Les banques qui ont besoin de liquidité doivent aller se servir au guichet de la BDL et nul part ailleurs.

suis étonné que la BDL laisse faire les banques dans ce domaine. Il y a lieu de soupçonner l'existence de combines qui profitent aux riches insatiables et peut-être à des banquiers corrompus.

Dans un pays où il y a secret bancaire et liberté de transférer, comment s'assurer que les dépôts rapatrier, pour bénéficier des taux élevés, n'étaient pas au Liban quelques semaines plutôt?

Quand les banques empruntent à 11, 12 et 13% p.a. comment peuvent-elles investir pour couvrir le coût du financement et gagner de l'argent? Presque impossible.

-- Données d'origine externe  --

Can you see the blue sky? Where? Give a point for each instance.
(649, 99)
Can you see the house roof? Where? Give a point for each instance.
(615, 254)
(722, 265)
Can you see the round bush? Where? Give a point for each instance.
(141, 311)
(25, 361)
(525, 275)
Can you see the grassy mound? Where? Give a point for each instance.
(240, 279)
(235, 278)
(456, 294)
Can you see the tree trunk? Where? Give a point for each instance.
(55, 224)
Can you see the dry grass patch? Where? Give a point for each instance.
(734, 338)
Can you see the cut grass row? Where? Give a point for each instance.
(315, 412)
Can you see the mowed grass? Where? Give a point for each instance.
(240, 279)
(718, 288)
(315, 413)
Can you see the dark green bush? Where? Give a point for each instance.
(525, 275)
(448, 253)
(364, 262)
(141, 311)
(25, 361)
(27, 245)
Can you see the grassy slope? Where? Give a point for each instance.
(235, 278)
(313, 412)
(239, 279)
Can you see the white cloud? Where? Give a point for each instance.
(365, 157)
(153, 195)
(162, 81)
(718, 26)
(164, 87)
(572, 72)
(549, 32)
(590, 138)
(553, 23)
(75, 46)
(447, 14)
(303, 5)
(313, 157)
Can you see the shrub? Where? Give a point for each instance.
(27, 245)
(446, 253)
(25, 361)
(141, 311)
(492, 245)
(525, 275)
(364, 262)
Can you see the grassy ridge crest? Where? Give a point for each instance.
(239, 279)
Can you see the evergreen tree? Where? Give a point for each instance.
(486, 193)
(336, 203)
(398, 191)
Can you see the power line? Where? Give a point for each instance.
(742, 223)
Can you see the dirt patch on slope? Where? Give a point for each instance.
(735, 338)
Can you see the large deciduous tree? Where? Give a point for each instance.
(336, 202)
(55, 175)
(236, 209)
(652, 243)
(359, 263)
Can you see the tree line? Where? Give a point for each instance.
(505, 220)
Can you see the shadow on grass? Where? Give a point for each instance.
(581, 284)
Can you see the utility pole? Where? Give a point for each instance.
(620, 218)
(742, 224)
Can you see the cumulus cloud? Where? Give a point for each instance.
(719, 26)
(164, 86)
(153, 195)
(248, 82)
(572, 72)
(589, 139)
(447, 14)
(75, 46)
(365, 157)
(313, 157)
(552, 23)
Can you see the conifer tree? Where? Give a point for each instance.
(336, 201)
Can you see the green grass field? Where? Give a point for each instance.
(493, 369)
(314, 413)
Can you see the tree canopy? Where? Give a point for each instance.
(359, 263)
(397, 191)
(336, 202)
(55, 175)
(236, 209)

J'appelle la banque du Liban à arrêter cette pratique immédiatement, qui revient in fini "à saigner" le pays, pour satisfaire l'égoïsmes de quelques individus.

suis étonné aussi que M. Makram Sader essaie de justifier l'injustifiable. Le Private Banking est une activité principalement destinée à des investisseurs voulant investir en titres et en dépôt à l'étranger.